Wyoming is going to have to pay for its own forest fires, and fight them on their own for one thing, snarky comments from Cowboy State Daily imported columnist aside.  The State's going to have to pay for its own highways as well, which it can't afford.  Things will just burn, and the highways decay.

And we'll be at the tender mercy of the Wyoming Freedom Caucus, which seemingly hates state government as well. Municipal services are really going to take a hit, to include police and fire fighting.

Education, which the WFC basically opposes, as students might learn the world is older than 5,000 years and God might not be limited to the restrictions people who can't imagine a world older than that would demand to be placed on, will be gutted.

Benefits provided to all kids of people through the Federal Government, from Veterans benefits to Medicaid, are in real danger.

A Federal and state government that makes sure your food, water, and living conditions are safe, won't be there.  

Robber Barons, however, will be there once again, for the first time in well over a century.

The truth is, most people won't like living in a United States that's a third world nation.  But the rich will, as the rich have always profited in the third world.  And that, not some sort of rugged paradise, is where we're headed.
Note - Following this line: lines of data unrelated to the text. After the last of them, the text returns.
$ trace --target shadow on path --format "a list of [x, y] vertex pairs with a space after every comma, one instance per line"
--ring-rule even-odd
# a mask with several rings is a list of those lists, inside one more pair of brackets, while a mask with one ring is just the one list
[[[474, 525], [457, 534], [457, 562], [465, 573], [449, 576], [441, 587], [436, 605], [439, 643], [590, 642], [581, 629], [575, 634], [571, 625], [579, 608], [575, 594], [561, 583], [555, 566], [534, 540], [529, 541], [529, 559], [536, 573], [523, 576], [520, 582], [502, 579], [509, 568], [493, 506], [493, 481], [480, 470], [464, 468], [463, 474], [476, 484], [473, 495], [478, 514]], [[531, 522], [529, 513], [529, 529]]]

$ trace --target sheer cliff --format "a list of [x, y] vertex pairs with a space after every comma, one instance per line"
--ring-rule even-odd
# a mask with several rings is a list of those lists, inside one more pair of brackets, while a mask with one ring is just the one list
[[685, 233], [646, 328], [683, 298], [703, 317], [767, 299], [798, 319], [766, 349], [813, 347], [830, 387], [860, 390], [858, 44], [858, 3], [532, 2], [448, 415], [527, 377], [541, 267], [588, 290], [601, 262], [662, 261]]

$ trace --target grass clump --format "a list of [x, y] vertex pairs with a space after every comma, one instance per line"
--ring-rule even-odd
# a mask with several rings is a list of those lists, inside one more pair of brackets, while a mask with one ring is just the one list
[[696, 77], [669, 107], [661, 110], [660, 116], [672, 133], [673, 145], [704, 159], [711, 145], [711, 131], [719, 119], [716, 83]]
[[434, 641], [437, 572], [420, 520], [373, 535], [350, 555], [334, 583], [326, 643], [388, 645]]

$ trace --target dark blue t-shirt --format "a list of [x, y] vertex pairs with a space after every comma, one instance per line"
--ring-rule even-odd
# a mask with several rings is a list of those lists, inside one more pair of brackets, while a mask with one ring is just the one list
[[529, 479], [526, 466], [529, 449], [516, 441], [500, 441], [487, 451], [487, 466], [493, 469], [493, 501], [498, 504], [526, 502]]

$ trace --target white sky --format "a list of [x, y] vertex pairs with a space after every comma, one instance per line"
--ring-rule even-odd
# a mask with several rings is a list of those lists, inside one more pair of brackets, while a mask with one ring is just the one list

Calvinist believers were psychologically isolated. Their distance from God could only be precariously bridged, and their inner tensions only partially relieved, by unstinting, purposeful labor.

Max Weber, The Protestant Ethic and the "Spirit" of Capitalism

As part of that, the National Conservatives and the populists seem to outright hate government employees.  That's already come up in of comments about them, one being how they'll go into "more productive" work.  This group has a very Protectant Work Ethic view of life, in which your Calvinist purpose is to prove your worth by working harder and longer and for less than the value of your work, and never retire.

Many street level conservatives have hated Federal employees for years.  I've heard them complain about how they're all lazy as they didn't do the correct Protestant thing and choose to go into the rough and tumble of the free market, by which they mean the corporate controlled market.  

This is sometimes stated by people who actually depend on the government in spades themselves, and can't recognize it.  For instance, if you are truck driver, you are living on the government dole, Mr. Knight of the Road.  Fortunately, in this instance, truckers will soon be out of business as highway subsidies will end and railroads will take back over, which is a good thing.

More than one of the NC/Populist crowd who holds this view also abhor retirement.  The comments are out there, people just refuse to recognize it.   The push in this crowd, short term, is to raise retirement age to 69, but the real push will be just to do away with Social Security in the end. That neatly solves the Social Security crisis.

So, anyhow, like driving on Interstates?

Get used to your state funding them, and they won't.

Like safe air travel?

Notice how many air disasters there have already been since Trump took over, they're likely not his fault, but you probably ought to get used to that too.

Miss polluted air and water?

Well, it'll be back.

Come to expect the Federal government to be there if you are black, or Catholic, and can't get hired?

Well, lower your expectations.

Looking forward to retirement?

Forget it.

Injured and need assistance?

Well, you have your family to turn to.  Or the church.

Lose your job and need help?

Well, move in with your parents, or your children.

Miss the days when the Marine Corps was used to make sure American economic interests weren't harmed in Central America and around the world?

Well, you'll get to live out the nostalgia.

Like living in a country where the rich get richer, the poor get dead, and the middle class are on the verge of poverty?

Well, you'll get to.

Welcome back. . . to about 1900 really.